A top Afghan peace negotiator was assassinated in Kabul on Sunday, dealing a major blow to efforts aimed at ending the decade-long conflict in Afghanistan.
Authorities say Arsala Rahmani, a senior member of the Afghan High Peace Council, was travelling in his car to Kabul’s highly-secured diplomatic center when he came under attack.
Police officials told reporters the slain peace negotiator was stuck in heavy traffic at an intersection in the western part of the Afghan capital when he was shot at from a nearby car with a silenced pistol.
Top officials at Afghanistan’s National Security Directorate are said to have personally informed Rahmani about possible threats to his life.
A spokesman for the security department, Shafiqullah Tahiri, says increased security around the residence of Rahmani discouraged “enemies of peace” from attacking him.
The spokesman says that when the enemies could not get an opportunity to attack the senior member of the peace council at his home, they ambushed and killed him on the road.
Rahmani had served as a deputy education minister when the Taliban controlled Afghanistan. He recently reconciled with the government and was actively trying to promote contacts with the insurgents.
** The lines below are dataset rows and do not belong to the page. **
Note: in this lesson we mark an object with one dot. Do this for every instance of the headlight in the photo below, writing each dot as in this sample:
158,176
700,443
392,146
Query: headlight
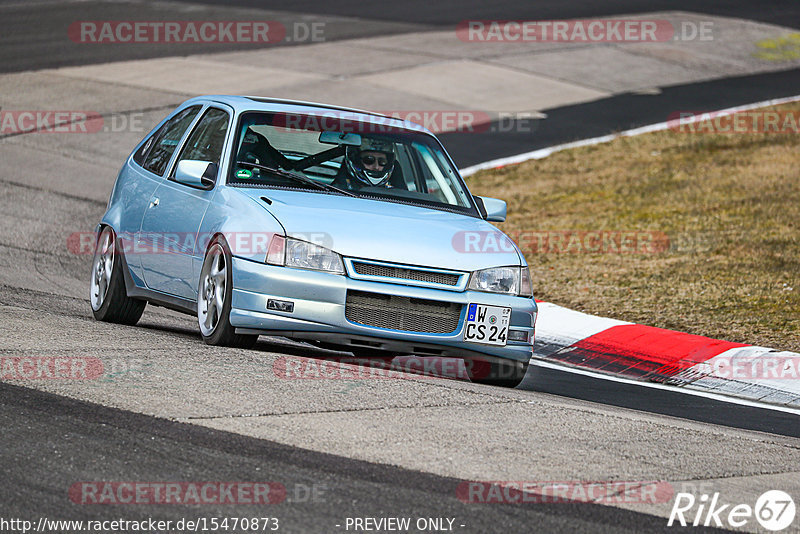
508,280
291,252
The Taliban is reported to have denied links to the killing.
Rahmani’s assassination has dealt another major blow to the 70-member High Peace Council President Hamid Karzai established two years ago to try to persuade insurgent leaders to reconcile with his government.
The head of the council, former president Burhanuddin Rabbani, was also assassinated last year by a suicide bomber disguised as a Taliban messenger.
The U.S. Embassy in Kabul condemned the murder of the peace council member while the NATO-led international coalition praised Arsala Rahmani for “turning his back” on the insurgents.
Neighboring Pakistan has also condemned the assassination, saying it is committed to work closely with Afghanistan to eliminate terrorism.